Laura Ritchie, Professor of Learning and Teaching at the university, said: “I am very pleased to contribute this unique, longitudinal eye-tracking study to the music learning literature. This study presents a unique look into the learning process, and it was fascinating how the eye-tracking data told the story of both focused effort and attention, which was very different to how it was perceived as the performer. From behind the music stand there are associations of what makes something ‘hard’. This research challenged those, making me aware of unseen biases about learning and reading. This research has the potential to open the door to our understanding of how we focus effort and cognition to learn music and musicality”.
During the study, a combination of frame-by-frame and automated analysis of eye-tracking data allowed the capture of significant amounts of information across three data-collection points.
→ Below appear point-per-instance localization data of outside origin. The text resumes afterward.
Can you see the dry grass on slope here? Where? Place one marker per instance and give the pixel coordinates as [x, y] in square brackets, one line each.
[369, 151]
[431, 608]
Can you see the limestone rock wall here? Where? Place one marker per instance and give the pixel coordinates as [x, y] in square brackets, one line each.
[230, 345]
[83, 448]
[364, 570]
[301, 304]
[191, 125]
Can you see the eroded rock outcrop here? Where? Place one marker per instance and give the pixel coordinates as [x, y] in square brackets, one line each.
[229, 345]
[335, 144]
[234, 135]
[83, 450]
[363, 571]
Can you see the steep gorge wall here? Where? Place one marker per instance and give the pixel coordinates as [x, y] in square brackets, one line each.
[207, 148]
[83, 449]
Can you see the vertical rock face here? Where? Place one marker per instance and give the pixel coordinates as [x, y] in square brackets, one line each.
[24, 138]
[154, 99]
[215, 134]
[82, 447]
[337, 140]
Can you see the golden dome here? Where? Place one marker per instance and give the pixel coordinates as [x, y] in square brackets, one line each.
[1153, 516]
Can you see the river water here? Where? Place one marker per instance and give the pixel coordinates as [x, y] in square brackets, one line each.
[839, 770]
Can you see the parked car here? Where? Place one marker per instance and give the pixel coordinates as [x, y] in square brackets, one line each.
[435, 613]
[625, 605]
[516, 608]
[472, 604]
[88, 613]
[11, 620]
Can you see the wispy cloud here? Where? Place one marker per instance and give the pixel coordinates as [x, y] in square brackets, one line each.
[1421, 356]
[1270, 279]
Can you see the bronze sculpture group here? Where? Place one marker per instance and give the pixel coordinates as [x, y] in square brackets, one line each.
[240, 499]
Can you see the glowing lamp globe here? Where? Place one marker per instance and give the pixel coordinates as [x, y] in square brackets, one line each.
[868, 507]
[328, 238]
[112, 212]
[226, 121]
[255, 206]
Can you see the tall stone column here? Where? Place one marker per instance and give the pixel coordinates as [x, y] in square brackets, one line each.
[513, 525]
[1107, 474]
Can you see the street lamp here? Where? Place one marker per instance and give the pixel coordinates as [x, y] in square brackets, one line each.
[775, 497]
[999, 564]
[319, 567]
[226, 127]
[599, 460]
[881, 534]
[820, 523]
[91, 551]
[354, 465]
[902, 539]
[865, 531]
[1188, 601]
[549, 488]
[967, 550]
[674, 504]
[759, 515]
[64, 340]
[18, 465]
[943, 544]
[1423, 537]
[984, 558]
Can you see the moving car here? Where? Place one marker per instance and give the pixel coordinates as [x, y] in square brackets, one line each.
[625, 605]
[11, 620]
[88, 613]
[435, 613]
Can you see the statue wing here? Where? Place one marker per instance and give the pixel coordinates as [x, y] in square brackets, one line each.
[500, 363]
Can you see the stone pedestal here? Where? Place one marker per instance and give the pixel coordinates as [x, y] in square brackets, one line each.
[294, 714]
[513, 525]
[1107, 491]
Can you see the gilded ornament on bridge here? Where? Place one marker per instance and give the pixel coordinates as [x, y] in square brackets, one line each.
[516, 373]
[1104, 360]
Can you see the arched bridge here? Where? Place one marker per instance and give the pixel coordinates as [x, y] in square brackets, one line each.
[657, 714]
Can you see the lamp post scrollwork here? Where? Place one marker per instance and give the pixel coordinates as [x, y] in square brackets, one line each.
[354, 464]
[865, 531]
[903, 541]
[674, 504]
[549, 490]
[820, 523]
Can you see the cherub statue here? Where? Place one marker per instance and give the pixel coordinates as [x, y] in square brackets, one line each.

Patterns of learning relating to technical challenges were displayed by data gathered from the cellist’s eyes across the recorded sessions. Initial links between self-reported thinking, cognitive processing, and the resulting recorded performance sessions were explored in the research. Results provided preliminary insights into connections between perception, cognition, and performance, and advanced-level music learning approaches and performance practices.
Eye-tracking technology reveals where the musician's gaze rests when reading a score. Credit: University of Chichester
Dr Benjamin Sharpe added: “While these preliminary findings suggest implications for music education, larger-scale studies are needed to confirm these patterns. This exploratory work opens possibilities for understanding musical expertise through visual attention, potentially informing future research on pedagogical approaches and performance preparation strategies.”